Le droit positif offre ainsi les instruments utiles pour punir Dominique Pélicot, le mari qui a administré la drogue à son épouse.
Les 50 sinistres personnages
Les cinquante sinistres individus qui ont abusé de Madame Gisèle Pélicot invoquent le fait qu'ils ne l'ont pas droguée eux-mêmes, voire qu'ils ignoraient l'absence de consentement. Bien entendu, l'argument est peu crédible, car l'inertie et l'inconscience de leur victime ne pouvait tout de même pas leur échapper.
Il est exact cependant que tout crime suppose un élément moral. Dans le cas du viol, il s'agit concrètement du fait que l'auteur sait, au moment de l'acte, qu'il commet une infraction. Des avocats ont ainsi affirmé qu'un viol, sans intention de le commettre, n'est pas un viol. Certes, cette défense est, en l'espèce, peu crédible, dans la mesure où l'inconscience de la victime ne peut laisser de doute sur son absence de consentement. En outre, des éléments du dossier connus montre que ces hommes recevaient des consignes du mari, leur enjoignant d'attendre dans leur voiture que son épouse soit endormie... et que le site sur lequel le mari offrait sa femme s'appelait "à son insu".
Il ne fait donc aucun doute que le droit positif permet de punir à la fois le mari, évidemment, mais aussi les cinquante hommes qui ont abusé de Madame Gisèle Pélicot.
Le consentement intégré dans la définition du viol ?

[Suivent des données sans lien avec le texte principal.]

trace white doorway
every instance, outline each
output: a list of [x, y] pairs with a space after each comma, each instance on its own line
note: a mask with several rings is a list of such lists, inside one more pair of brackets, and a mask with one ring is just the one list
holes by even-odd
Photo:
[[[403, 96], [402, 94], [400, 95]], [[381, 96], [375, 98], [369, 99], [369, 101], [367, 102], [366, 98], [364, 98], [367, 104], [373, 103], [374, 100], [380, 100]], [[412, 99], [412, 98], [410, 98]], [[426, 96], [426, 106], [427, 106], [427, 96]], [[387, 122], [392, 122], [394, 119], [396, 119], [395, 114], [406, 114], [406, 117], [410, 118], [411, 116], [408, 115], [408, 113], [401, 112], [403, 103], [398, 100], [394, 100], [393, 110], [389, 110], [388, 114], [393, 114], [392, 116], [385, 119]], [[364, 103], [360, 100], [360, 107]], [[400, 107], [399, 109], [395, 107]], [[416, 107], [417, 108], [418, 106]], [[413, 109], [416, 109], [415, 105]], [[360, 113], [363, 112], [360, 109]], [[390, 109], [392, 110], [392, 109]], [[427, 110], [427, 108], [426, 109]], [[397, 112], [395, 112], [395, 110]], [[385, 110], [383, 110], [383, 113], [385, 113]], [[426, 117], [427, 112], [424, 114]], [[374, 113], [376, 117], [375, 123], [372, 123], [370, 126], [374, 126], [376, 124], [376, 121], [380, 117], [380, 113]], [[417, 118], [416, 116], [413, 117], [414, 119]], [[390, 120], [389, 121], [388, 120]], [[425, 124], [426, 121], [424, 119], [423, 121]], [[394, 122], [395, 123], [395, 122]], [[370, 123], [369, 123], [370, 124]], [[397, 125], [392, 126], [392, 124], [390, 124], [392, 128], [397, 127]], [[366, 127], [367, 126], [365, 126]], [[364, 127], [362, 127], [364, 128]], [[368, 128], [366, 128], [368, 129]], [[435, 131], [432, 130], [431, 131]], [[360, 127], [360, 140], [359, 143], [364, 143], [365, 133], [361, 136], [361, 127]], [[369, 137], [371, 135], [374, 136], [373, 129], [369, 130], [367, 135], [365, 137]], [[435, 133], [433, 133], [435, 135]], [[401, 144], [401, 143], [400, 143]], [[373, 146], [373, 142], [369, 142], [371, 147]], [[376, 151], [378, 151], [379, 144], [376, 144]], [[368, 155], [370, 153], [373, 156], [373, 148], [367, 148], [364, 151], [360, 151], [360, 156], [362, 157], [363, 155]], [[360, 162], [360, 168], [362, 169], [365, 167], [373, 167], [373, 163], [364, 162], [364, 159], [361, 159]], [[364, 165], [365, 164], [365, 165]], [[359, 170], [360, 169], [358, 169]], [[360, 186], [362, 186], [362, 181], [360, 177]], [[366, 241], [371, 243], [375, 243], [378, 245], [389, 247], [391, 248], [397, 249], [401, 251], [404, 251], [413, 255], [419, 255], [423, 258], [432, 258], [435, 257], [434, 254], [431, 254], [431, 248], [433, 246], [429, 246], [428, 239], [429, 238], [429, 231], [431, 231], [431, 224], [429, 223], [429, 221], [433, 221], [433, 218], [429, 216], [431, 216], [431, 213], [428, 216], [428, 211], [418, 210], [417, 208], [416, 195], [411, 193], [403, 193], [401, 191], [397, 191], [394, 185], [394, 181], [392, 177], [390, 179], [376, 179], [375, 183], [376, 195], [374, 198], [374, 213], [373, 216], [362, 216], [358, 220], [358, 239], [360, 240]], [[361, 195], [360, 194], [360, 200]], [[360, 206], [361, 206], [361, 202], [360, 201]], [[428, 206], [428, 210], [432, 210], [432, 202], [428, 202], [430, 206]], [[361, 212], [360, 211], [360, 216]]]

Quoi qu'il en soit, l'affaire permet d'ouvrir le débat sur l'intégration formelle de la notion de consentement dans la définition du viol. Elle aurait déjà l'avantage de mettre en oeuvre la Convention d'Istanbul sur la lutte contre les violences à l'égard des femmes qui, dans son article 36, stipule que "le consentement doit être donné volontairement comme résultat de la volonté libre de la
personne considérée dans le contexte des circonstances environnantes". Cette convention ayant été signée et ratifiée par la France, rien n'interdirait aux juges d'imposer la notion de consentement dans la définition du viol. Un projet de directive européenne allait dans le même sens, mais la France a refusé de modifier sa définition du viol.
Certes, l'intégration de la notion de consentement pourrait susciter des difficultés pour les juges. Dans la plupart des cas, le viol se déroule sans témoins. La victime pourra affirmer qu'elle n'a pas consenti, et l'auteur affirmer qu'elle a consenti, situation qui se heurte évidemment à des difficultés de preuve. On sait que, bien souvent hélas, les auteurs de viol n'hésitent à se défendre en affirmant que la victime était consentante.
Il n'empêche que l'exigence d'un consentement explicite aurait sans doute pour conséquence de ne plus faire peser sur la victime la charge de la preuve, dès lors qu'elle doit aujourd'hui montrer qu'elle n'a pas consenti, ce qui est loin d'être simple en particulier lorsqu'elle était en état de sidération au moment des faits ou lorsqu'elle a subi une contrainte morale. D'une façon générale, le fait d'imposer un consentement explicite à chaque étape de l'acte sexuel, même s'il est difficile à prouver, aurait sans doute pour conséquence de modifier les comportements, d'imposer de nouvelles pratiques reposant sur le respect de l'autre. Il pourrait aussi inciter davantage les victimes à porter plainte. Espérons que le courage et la dignité de Madame Gisèle Pélicot contribueront à changer les mentalités.